Tatu City, a primeira cidade privada do leste da África, enfrenta desafios com a corrupção política. O diretor da Rendeavour, Preston Mendenhall, denunciou tentativas de extorsão por políticos locais, incluindo um governador que exigiu terrenos avaliados em US$ 33 milhões.
Com 25 mil pessoas vivendo ou trabalhando em Tatu City, a área de 20 quilômetros quadrados atraiu mais de 100 empresas, como Heineken e Dormans. Os benefícios fiscais são um atrativo, mas a cidade também se tornou alvo de extorsão. Mendenhall relatou que um governador pediu terrenos em troca de licenças de construção.

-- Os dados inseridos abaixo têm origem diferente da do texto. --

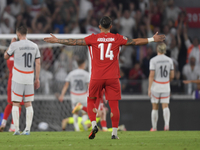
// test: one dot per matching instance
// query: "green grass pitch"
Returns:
(129, 140)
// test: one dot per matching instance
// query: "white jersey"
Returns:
(78, 80)
(162, 66)
(25, 52)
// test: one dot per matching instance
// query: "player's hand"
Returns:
(37, 84)
(51, 39)
(149, 93)
(13, 40)
(61, 98)
(186, 81)
(159, 38)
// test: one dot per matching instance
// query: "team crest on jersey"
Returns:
(125, 38)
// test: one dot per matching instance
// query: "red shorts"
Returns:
(112, 88)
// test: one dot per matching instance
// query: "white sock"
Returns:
(94, 123)
(154, 118)
(75, 116)
(29, 117)
(114, 131)
(84, 118)
(166, 115)
(15, 116)
(12, 126)
(4, 122)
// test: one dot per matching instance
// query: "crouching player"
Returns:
(161, 73)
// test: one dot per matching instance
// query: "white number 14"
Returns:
(109, 53)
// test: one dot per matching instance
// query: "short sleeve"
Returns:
(37, 55)
(11, 49)
(122, 40)
(68, 77)
(89, 39)
(151, 65)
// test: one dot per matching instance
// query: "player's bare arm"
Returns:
(151, 78)
(37, 73)
(6, 56)
(53, 39)
(61, 97)
(143, 41)
(171, 75)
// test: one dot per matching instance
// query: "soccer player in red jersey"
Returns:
(104, 51)
(8, 109)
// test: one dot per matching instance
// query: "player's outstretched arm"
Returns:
(143, 41)
(53, 39)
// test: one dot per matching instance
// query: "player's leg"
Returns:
(28, 99)
(7, 112)
(166, 112)
(113, 94)
(154, 113)
(17, 94)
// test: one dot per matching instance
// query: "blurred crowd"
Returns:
(131, 18)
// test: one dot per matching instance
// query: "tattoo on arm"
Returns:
(130, 42)
(80, 42)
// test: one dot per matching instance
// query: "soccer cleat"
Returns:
(25, 132)
(16, 133)
(11, 130)
(166, 128)
(93, 132)
(152, 130)
(114, 137)
(77, 108)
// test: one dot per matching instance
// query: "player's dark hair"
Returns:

Mendenhall optou por uma abordagem ousada ao expor publicamente as tentativas de extorsão. Ele organizou coletivas de imprensa para denunciar os políticos, afirmando que eles acreditam que investidores estrangeiros desistiriam do país. “Nós temos uma perspectiva de 50 anos”, disse Mendenhall, que já enfrentou quatro ações judiciais por difamação.
Apesar dos desafios, Tatu City continua a se desenvolver. A cidade já possui um supermercado, uma clínica e duas escolas com 5 mil alunos. Há 2.400 casas construídas e 2.000 em construção, atraindo moradores pela infraestrutura de eletricidade e água. Empresas como Hewa Tele e Cold Solutions elogiam a qualidade das instalações.
Mendenhall reconhece que a corrupção no Quênia é um desafio, mas acredita no potencial econômico do país. “O Quênia é realmente um centro econômico na região”, afirmou. A Rendeavour, que também está construindo cidades em outros países africanos, vê um futuro promissor em Nairóbi, que pode se tornar a capital da África.